Zusätzlich brachten Grünen-Chef Robert Habeck und der SPD-Gesundheitspolitiker Karl-Lauterbach am Wochenende in Interviews eine 3G-Pflicht für den Bahnverkehr ins Spiel. Lauterbach sagte der Bild am Sonntag, es sei „unverantwortlich, dass Menschen ungeimpft und ungetestet in vollen Zügen im Fernverkehr stundenlang eng neben anderen Passagieren sitzen“. Vor allem in der Weihnachtszeit sei das Geimpften kaum zumutbar. Habeck sagte den Zeitungen der Funke Mediengruppe: „Auch das Bahnfahren muss sicherer werden. Aus meiner Sicht sollte hier 3G gelten, darüber werden wir reden müssen.“

Eine solche Regelung war schon in der Vergangenheit immer wieder im Gespräch, die noch amtierende Bundesregierung lehnte sie aber zuletzt im August ab. 3G in Zügen sei schwer durchsetzbar und gesund­heitlich nicht nötig, hieß es damals.
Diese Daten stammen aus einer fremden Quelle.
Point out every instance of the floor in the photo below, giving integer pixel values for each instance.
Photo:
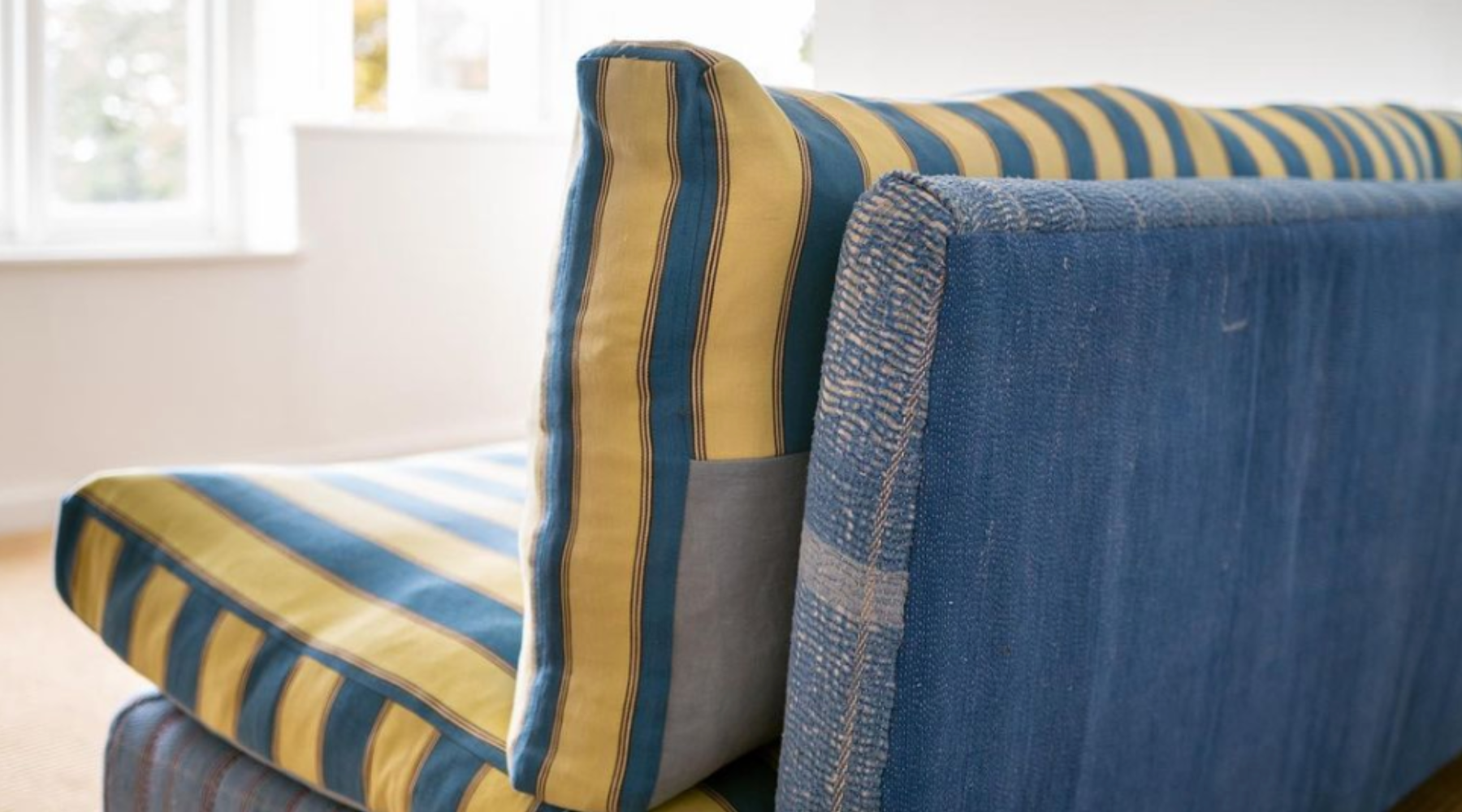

Eine 3G-Regel für die Bahn gibt es unter anderem in Frankreich

Auch die Deutsche Bahn betont immer wieder, dass das Infektionsrisiko auf Bahnfahrten gering sei. Sie stützt sich dabei unter anderem auf eine Studie aus dem eigenen Haus, der zufolge es unter Schaff­ne­r*in­nen nicht mehr Infektionen gebe als unter Bahn-Mitarbeiter*innen ohne Kundenkontakt. Als Gründe dafür vermutet man unter anderem die Wirkung der Maskenpflicht in Zügen und die gute Belüftung. Allerdings: Die Erhebung wurde im Zeitraum bis Ende März durchgeführt. Seitdem sind die Fahrgastzahlen der Bahn, die durch die Pandemie eingebrochen waren, wieder ein Stück weit gestiegen. Die Züge sind also wieder voller und die Aussagekraft der Studie beschränkt.

Eine 3G-Regel für die Bahn gibt es unter anderem in Frankreich. Dort können Passagiere am Bahnsteig oder im Zug selbst vom Personal nach einem Nachweis gefragt werden. Wer einen Zug betritt, ohne getestet, geimpft oder genesen zu sein, muss ein Bußgeld in Höhe von 135 Euro zahlen.